The plan for the Swift library I have worked on has been to see if I can get away with keeping the fiber mechanism entirely private to the implementation by providing the right set of higher level primitives along the lines of par, race, etc. It’s not clear to me whether this is a good idea or not (and if so, what the minimum set of primitives would need to be).

So I am curious to learn more about use cases for fibers that need to outlive the scope that created them (but not the nursery that they were started with). These are the use cases that would motivate exposing lower level primitives (fibers, nurseries, etc) outside the library. Do you have any thoughts in this area?

This is very nice and makes the idea of exposing low level primitives like fork and join much more palatable.

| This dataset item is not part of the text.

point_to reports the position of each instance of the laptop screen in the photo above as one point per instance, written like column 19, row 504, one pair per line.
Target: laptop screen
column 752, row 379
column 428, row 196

I don’t know all of the details about Zio’s error handling, but one crucial bit is that there are two error channels in Zio. The main one is the E in the IO value. The other is the uncaught exception handler you mentioned which is necessary because of the Java exception model. So the design would be a lot cleaner if it weren’t for running on the JVM and having to deal with Java exceptions.

So my conjecture is that {nursery} is the right minimum set of primitives :-). I don’t know if this is correct! In some sense Trio is an experiment to test this conjecture. So far it seems to be working out pretty well though?

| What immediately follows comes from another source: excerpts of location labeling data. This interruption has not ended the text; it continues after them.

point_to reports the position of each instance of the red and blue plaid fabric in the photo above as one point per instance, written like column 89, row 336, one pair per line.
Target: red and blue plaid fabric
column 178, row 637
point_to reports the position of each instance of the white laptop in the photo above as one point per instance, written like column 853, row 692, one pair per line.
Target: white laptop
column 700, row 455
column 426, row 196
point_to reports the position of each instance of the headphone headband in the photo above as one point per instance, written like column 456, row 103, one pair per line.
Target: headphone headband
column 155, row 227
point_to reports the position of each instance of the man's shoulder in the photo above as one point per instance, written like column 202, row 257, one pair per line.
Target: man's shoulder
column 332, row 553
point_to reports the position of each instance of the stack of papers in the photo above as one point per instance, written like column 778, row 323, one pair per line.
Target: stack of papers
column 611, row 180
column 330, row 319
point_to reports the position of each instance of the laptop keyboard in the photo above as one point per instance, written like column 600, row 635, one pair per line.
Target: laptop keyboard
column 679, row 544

I feel like to some extent, you need the nursery to define what “the scope that created them” even means? For example, take the accept loop example we keep writing. I guess a pure functional version using ZIO notation might be something like:

def accept_loop(supervisor, listen_socket, handler) =
  for {
    socket <- listen_socket.accept()
    _      <- handler(socket)).fork(supervisor)
    _      <- accept_loop(supervisor, listen_socket, handler)
  } yield ()

def tcp_server(port, handler) =
  for {
    ls <- open_listen_socket(port)
    _  <- with_supervisor(supervisor -> accept_loop(supervisor, ls, handler))
  } yield ()

It seems like this kind of relies on being able to pass the supervisor around?

I’m not sure if this is the kind of thing you’re looking for or not.